Platitudes about free expression betray a deliberate ignorance of human psychology. We tend to emote first and reason later, an observation that won psychologist Daniel Kahneman an economics Nobel in 2002. To take but one example, the riots that convulsed swatches of England and Northern Ireland last year were fueled by social media accounts claiming sickening crimes by immigrants, amplified by right-wing accounts. That these accounts were fictitious was no impediment to their ability to arouse fear and anger.
We have known for more than a decade that the ability to induces anger or disgust is a strong predictor of social media virality. This comes at a cost of veracity, as correctives to explosive fictions garner only fraction of the engagement. Even more concerning is the phenomenon of illusory truth, where repeated exposures to a falsehood prime us to accept it, even when we know it to be false on an intellectual level.
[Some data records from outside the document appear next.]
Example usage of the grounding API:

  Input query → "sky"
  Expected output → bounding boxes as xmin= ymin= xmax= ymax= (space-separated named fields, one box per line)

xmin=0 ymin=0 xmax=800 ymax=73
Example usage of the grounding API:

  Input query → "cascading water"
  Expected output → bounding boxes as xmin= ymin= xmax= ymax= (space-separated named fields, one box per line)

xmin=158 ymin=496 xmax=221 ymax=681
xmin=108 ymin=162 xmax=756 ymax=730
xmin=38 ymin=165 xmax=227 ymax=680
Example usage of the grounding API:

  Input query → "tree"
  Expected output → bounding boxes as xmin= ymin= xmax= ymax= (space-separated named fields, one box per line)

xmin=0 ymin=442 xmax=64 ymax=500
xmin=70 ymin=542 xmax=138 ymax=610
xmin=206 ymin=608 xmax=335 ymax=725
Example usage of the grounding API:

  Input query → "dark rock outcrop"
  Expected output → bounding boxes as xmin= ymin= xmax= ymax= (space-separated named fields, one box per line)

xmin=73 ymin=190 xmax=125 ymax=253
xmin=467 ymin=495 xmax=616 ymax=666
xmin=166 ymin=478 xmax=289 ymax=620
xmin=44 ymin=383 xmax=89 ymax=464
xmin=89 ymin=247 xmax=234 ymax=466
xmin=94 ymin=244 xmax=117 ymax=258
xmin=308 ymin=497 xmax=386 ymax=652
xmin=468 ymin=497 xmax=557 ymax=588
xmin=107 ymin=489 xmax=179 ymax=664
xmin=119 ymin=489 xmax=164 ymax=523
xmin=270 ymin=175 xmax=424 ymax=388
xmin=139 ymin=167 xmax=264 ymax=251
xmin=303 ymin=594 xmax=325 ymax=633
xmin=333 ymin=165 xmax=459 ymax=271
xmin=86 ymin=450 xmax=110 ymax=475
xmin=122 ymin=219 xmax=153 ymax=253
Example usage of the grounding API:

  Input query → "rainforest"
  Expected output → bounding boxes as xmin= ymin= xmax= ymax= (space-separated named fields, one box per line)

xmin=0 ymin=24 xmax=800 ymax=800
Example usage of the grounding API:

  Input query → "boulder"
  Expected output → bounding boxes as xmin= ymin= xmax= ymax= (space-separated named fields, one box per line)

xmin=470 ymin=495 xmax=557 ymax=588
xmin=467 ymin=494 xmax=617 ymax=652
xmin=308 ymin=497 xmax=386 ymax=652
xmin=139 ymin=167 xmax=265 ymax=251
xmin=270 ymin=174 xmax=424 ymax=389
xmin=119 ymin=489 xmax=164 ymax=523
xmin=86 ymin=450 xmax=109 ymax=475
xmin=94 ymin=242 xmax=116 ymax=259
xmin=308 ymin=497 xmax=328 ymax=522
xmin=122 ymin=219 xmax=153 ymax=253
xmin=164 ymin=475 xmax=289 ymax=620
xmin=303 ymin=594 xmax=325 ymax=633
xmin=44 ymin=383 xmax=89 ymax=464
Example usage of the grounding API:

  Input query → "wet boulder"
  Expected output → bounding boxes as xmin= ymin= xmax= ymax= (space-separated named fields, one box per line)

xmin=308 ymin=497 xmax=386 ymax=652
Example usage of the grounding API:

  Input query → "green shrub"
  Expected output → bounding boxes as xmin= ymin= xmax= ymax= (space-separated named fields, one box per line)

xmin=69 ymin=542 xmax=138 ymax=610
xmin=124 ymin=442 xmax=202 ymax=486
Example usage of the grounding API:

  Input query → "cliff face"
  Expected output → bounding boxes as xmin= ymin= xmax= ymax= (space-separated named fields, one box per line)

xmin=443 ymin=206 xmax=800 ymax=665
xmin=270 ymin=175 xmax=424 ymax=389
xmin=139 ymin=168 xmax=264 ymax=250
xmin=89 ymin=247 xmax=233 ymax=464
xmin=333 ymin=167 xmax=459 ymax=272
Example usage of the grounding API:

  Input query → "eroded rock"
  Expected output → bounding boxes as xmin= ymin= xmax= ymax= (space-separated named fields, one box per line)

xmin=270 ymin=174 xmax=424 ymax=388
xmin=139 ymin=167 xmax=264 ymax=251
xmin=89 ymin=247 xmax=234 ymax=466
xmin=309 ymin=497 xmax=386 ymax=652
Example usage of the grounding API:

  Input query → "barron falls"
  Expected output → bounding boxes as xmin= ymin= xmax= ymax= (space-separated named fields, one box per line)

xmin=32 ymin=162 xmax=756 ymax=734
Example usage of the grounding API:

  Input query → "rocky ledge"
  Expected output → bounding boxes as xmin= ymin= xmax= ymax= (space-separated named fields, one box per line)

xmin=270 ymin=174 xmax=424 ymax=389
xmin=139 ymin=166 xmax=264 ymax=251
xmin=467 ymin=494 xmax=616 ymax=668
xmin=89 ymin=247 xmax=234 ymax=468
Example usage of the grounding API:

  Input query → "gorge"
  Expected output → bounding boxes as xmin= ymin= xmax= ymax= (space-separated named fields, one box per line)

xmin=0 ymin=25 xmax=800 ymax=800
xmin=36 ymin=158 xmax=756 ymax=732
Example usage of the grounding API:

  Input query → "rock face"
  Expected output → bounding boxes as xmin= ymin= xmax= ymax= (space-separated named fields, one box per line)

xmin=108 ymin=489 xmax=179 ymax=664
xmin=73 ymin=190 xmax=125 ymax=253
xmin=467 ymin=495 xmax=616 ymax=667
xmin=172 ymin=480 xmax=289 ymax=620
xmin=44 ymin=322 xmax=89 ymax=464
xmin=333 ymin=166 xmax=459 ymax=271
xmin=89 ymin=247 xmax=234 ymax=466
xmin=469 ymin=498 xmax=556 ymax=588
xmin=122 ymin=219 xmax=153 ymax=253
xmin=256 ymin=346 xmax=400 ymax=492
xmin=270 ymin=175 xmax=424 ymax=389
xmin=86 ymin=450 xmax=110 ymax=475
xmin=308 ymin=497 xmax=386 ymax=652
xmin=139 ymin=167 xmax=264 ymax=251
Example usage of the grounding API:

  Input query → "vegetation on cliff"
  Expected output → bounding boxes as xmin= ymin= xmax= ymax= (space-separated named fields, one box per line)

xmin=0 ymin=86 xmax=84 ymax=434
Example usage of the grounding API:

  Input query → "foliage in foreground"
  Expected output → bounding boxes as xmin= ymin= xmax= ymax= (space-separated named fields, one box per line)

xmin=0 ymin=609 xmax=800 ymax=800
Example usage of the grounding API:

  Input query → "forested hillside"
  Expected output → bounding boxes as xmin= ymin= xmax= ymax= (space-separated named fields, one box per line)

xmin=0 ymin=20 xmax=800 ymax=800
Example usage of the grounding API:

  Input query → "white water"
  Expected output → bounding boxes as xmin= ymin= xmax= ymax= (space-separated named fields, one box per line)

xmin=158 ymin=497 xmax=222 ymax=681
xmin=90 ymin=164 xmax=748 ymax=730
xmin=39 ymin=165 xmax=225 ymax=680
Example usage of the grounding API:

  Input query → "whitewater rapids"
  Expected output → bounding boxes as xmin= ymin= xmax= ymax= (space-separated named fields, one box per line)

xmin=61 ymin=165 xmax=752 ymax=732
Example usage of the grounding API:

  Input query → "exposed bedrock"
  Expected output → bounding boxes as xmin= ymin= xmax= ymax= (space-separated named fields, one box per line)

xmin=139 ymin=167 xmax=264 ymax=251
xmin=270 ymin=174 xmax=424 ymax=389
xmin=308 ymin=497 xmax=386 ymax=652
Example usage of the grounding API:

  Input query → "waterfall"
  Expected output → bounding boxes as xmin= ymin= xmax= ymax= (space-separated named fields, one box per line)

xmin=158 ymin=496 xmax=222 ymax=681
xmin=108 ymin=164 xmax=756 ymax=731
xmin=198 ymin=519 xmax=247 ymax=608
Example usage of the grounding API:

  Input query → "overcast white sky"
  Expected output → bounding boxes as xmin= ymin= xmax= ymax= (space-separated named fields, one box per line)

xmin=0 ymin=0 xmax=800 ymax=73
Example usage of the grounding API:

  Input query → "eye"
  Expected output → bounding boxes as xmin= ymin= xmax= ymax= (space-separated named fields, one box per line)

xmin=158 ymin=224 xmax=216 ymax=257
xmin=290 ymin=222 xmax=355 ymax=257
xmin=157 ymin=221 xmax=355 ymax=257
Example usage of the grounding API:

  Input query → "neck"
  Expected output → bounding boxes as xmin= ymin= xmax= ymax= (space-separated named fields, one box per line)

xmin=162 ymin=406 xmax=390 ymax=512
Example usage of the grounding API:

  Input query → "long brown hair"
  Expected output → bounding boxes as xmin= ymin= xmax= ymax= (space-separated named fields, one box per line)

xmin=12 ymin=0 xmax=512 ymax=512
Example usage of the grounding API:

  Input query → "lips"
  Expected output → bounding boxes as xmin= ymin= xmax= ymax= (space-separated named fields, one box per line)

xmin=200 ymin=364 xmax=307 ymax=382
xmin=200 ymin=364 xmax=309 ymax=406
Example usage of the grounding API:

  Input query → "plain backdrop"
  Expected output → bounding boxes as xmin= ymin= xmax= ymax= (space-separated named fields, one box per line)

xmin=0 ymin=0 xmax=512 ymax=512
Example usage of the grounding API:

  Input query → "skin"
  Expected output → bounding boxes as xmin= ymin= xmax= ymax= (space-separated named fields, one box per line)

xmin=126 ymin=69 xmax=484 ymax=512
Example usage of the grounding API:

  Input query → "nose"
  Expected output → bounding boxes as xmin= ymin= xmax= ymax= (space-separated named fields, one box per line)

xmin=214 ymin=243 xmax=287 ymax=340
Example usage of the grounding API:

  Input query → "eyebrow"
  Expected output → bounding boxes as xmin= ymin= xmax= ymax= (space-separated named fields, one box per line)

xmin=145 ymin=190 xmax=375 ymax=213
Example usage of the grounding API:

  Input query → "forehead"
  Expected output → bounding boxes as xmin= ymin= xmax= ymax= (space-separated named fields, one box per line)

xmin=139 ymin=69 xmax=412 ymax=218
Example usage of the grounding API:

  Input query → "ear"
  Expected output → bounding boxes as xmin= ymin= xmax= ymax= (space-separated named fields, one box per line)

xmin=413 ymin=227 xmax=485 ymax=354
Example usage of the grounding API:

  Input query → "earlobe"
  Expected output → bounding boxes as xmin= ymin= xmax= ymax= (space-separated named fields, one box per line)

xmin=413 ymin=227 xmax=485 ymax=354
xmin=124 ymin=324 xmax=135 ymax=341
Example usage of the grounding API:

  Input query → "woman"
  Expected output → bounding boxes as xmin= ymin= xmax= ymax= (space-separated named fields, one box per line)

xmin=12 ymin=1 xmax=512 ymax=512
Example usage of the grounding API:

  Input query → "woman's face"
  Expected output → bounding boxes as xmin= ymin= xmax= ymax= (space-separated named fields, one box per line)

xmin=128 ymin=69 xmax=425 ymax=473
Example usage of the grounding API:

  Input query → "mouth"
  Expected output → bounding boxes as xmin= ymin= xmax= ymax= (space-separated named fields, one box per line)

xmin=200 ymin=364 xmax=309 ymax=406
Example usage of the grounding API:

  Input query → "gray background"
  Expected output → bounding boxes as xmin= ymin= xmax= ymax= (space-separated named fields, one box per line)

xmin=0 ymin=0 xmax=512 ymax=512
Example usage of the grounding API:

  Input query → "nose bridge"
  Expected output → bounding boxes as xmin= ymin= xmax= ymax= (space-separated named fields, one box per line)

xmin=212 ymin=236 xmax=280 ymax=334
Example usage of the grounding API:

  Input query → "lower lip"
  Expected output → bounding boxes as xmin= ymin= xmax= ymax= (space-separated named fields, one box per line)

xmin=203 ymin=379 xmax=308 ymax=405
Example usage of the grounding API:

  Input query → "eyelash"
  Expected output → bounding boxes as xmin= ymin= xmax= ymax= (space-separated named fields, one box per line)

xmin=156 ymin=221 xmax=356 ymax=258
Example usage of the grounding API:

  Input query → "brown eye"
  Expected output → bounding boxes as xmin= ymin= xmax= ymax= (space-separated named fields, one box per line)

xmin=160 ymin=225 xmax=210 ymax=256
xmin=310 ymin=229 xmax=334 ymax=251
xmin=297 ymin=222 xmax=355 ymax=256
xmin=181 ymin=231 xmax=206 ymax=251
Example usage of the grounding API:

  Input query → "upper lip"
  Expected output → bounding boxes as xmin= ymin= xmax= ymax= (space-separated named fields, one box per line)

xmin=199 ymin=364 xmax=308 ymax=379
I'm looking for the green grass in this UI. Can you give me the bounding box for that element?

For disinformation to do harm, it doesn’t even have to convince, it simply must induce doubt enough to render us unsure so that we sleepwalk into apathy. This underpins the extraordinary power of antivaccine propaganda, the major driver of vaccine hesitancy, where fear and doubt, induced by propaganda, can prompt concerned parents to delay or even refuse vaccination. Resistance to allowing vaccination has killed at least one child in Texas’s measles outbreak this year..
Social media companies know this. Engagement is their business model, and doubt about the harms they cause is their product. Tobacco executives, and their bought-off scientists, once proclaimed uncertainty over links between cigarettes and lung cancer. Zuckerberg has likewise testified to Congress, “The existing body of scientific work has not shown a causal link between using social media and young people having worse mental health, ” even while studies find self-harm, eating disorder and misogynistic material spreads on these platform unimpeded. This equivocation echoes protestations of tobacco companies that there was no causal evidence of smoking harms, even as incontrovertible evidence to the contrary rapidly amassed.
For all this, social media companies deserve opprobrium and ultimately regulation. Despite their protestations, they are not advocating free speech, only freedom from consequences for themselves. Until we start to think about how to mitigate the damage they wrack and begin placing societal trust over social media profits, tech billionaires will continue to exploit human misery and stoke our divisions to line their purses.
This is an opinion and analysis article, and the views expressed by the author or authors are not necessarily those of Scientific American.